Why Global, Why Active, Why Now

Key takeaways

  • The market regime is shifting from concentration to competition. The forces that drove U.S. dominance and narrow leadership are evolving, creating a more complex and less stable environment.
  • Opportunity is expanding globally and becoming more interconnected. Higher rates, fiscal policy, regionalization, and AI are driving returns in unexpected places.
  • Dispersion is rising, making active and portfolio construction critical. Outcomes are diverging across regions, sectors, and companies, while many portfolios remain exposed to legacy concentrations built for a different regime.
  • How you go global now matters as much as going global. Capturing opportunity increasingly requires an integrated approach that allocates across markets, not just between U.S. and non-U.S. buckets.

Global equity markets entered 2025 with a familiar narrative. U.S. leadership remained firm, supported by strong earnings, AI-driven optimism, and a market structure increasingly dominated by a narrow group of large-cap companies. For many investors, the path forward seemed clear: stay anchored to what worked.

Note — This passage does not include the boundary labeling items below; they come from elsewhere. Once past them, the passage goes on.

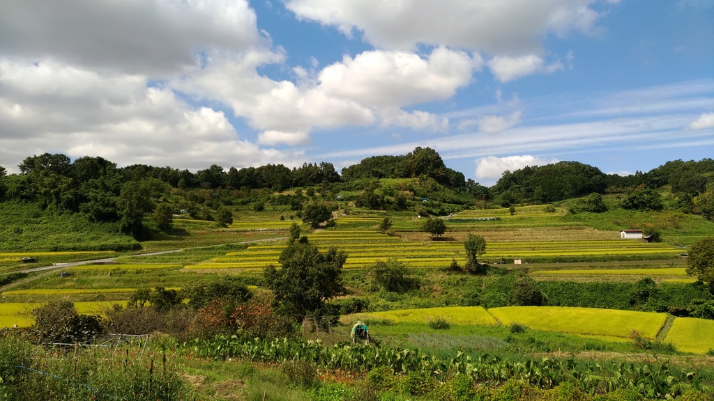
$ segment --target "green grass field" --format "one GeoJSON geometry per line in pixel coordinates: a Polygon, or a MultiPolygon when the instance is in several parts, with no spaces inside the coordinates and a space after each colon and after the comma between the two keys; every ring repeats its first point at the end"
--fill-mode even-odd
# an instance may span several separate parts
{"type": "Polygon", "coordinates": [[[714,350],[714,320],[677,318],[666,340],[685,352],[704,353],[714,350]]]}
{"type": "Polygon", "coordinates": [[[503,325],[572,334],[628,337],[633,330],[655,338],[667,320],[665,313],[586,308],[510,306],[488,310],[503,325]]]}
{"type": "Polygon", "coordinates": [[[427,323],[436,318],[446,319],[454,325],[495,325],[496,320],[481,306],[403,309],[386,312],[358,313],[344,317],[346,324],[360,320],[388,320],[394,322],[427,323]]]}

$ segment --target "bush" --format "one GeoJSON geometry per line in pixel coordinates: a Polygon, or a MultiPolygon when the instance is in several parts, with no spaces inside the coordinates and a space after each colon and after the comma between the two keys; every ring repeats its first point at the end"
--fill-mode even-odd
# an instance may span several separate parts
{"type": "Polygon", "coordinates": [[[379,260],[369,268],[372,280],[385,290],[403,293],[418,287],[418,282],[407,276],[406,265],[390,258],[386,261],[379,260]]]}
{"type": "Polygon", "coordinates": [[[635,342],[635,346],[641,350],[665,354],[673,354],[677,352],[677,349],[671,342],[663,342],[661,340],[650,340],[643,337],[637,330],[632,331],[630,338],[635,342]]]}
{"type": "Polygon", "coordinates": [[[451,323],[441,316],[437,316],[433,319],[428,319],[427,324],[434,330],[448,330],[451,328],[451,323]]]}
{"type": "Polygon", "coordinates": [[[528,276],[518,278],[511,288],[511,298],[519,306],[541,306],[546,298],[538,284],[528,276]]]}
{"type": "Polygon", "coordinates": [[[521,323],[513,323],[511,325],[511,328],[509,331],[513,334],[518,334],[521,333],[526,333],[528,328],[526,327],[525,325],[521,325],[521,323]]]}
{"type": "Polygon", "coordinates": [[[82,342],[104,334],[99,316],[79,315],[69,301],[49,303],[30,313],[35,320],[34,330],[41,342],[82,342]]]}
{"type": "Polygon", "coordinates": [[[198,310],[188,331],[195,338],[211,338],[221,334],[230,334],[237,330],[231,318],[233,304],[223,300],[213,300],[198,310]]]}
{"type": "Polygon", "coordinates": [[[276,313],[272,298],[256,297],[239,305],[231,315],[243,334],[251,337],[277,338],[292,333],[292,321],[276,313]]]}
{"type": "Polygon", "coordinates": [[[188,305],[196,309],[208,305],[213,300],[224,300],[237,305],[251,299],[253,293],[242,280],[230,276],[187,286],[181,294],[181,298],[188,298],[188,305]]]}
{"type": "Polygon", "coordinates": [[[153,308],[124,308],[114,304],[102,314],[110,333],[149,334],[160,330],[163,326],[161,313],[153,308]]]}

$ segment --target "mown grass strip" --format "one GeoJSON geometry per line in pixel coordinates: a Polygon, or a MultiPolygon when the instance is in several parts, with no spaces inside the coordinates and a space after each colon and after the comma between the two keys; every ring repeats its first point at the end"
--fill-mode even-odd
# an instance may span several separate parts
{"type": "Polygon", "coordinates": [[[488,310],[504,325],[571,334],[628,338],[633,330],[655,338],[667,314],[559,306],[508,306],[488,310]]]}
{"type": "MultiPolygon", "coordinates": [[[[171,287],[166,290],[181,290],[180,287],[171,287]]],[[[153,290],[153,288],[152,288],[153,290]]],[[[75,294],[112,294],[134,293],[136,288],[33,288],[5,291],[3,295],[71,295],[75,294]]]]}
{"type": "MultiPolygon", "coordinates": [[[[101,312],[114,304],[126,306],[126,300],[76,302],[74,307],[77,313],[84,315],[101,315],[101,312]]],[[[0,303],[0,328],[11,328],[17,325],[19,328],[29,328],[34,323],[29,312],[39,306],[39,303],[0,303]]]]}
{"type": "Polygon", "coordinates": [[[73,271],[107,270],[139,270],[144,269],[171,269],[179,268],[181,267],[181,265],[166,263],[121,263],[116,265],[81,265],[69,267],[67,270],[73,271]]]}
{"type": "Polygon", "coordinates": [[[341,321],[351,323],[354,320],[389,320],[397,323],[426,323],[441,318],[454,325],[497,324],[493,317],[481,306],[454,306],[451,308],[429,308],[426,309],[402,309],[386,312],[372,312],[347,315],[341,321]]]}
{"type": "Polygon", "coordinates": [[[680,351],[704,353],[714,350],[714,320],[677,318],[667,333],[666,340],[680,351]]]}

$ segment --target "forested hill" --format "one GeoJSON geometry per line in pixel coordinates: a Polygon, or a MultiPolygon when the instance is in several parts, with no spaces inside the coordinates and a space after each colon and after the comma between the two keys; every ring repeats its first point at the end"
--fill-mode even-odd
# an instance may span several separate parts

However, over the course of the year, the narrative shifted. Leadership broadened as non-U.S. equities gained traction. More cyclical sectors and smaller companies began to participate more meaningfully. U.S. large cap equities that have long been the dominant force in global portfolios, underperformed global markets on a relative basis.

Read more: Wars, Markets and Economic Growth

In 2026, this shift appears to be accelerating. The market continues to be driven by AI disruption, while geopolitical tensions and the subsequent energy shock, are reshaping returns across regions and sectors.

The environment that defined the last decade — low rates, U.S. dominance, globalization, and concentrated leadership — is evolving. What’s replacing it is less stable, more competitive, and far more dispersed.